Protectionnisme et élections incertaines menacent la croissance

La patronne du Fonds monétaire international, Christine Lagarde, le 12 avril 2017 à Bruxelles

Washington (AFP) - La tentation protectionniste et l'incertitude en Europe liée aux élections françaises constituent des "risques" pour la croissance mondiale, a estimé mercredi la patronne du Fonds monétaire international, Christine Lagarde.

"Il y a des risques de dégradation très nets: l'incertitude politique, notamment en Europe, l'épée (de Damoclès) du protectionnisme qui pèse sur le commerce mondial", a énuméré la dirigeante dans un discours à Bruxelles, en prélude à l'assemblée générale du FMI et de la Banque mondiale la semaine prochaine à Washington.

La directrice générale du FMI a notamment pointé la forte incertitude entourant la présidentielle française, qui se tient dans moins de deux semaines, et les élections générales allemandes prévues à l'automne.

"Tout le monde se demande: qui sera le prochain président français ? Quelle sera la prochaine coalition en Allemagne ?", a détaillé l'ancienne ministre de l'Economie française dans un entretien à Bloomberg TV, faisant part de son "inquiétude" sur l'issue de ces deux scrutins.

"Les derniers mois nous ont montré que des scénarios imprévisibles pouvaient arriver", a-t-elle déclaré, en référence au Brexit et à la victoire surprise de Donald Trump aux Etats-Unis.

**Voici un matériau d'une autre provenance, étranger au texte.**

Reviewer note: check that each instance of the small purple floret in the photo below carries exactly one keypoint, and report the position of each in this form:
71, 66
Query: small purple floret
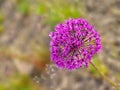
74, 43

L'économie mondiale est certes plus résistante aux chocs et "gagne en vigueur" mais des mesures protectionnistes, notamment en provenance des Etats-Unis, pourraient compromettre cette embellie, a-t-elle par ailleurs prévenu.

Les menaces de guerre commerciale agitées par l'administration Trump ont récemment perdu en intensité mais pourraient, si elles étaient mises à exécution, "freiner la croissance, la productivité et l'investissement", a assuré Mme Lagarde.

La dirigeante a notamment exhorté l'administration américaine à renoncer à désigner officiellement la Chine comme un pays manipulant sa monnaie, une promesse de campagne du président Trump qui risquerait d'entraîner des représailles de Pékin.

"On ne peut pas désigner un pays isolé parce que le système fonctionne comme un ensemble. Quand une monnaie monte quelque part, une autre baisse ailleurs" sur le globe, a assuré Mme Lagarde.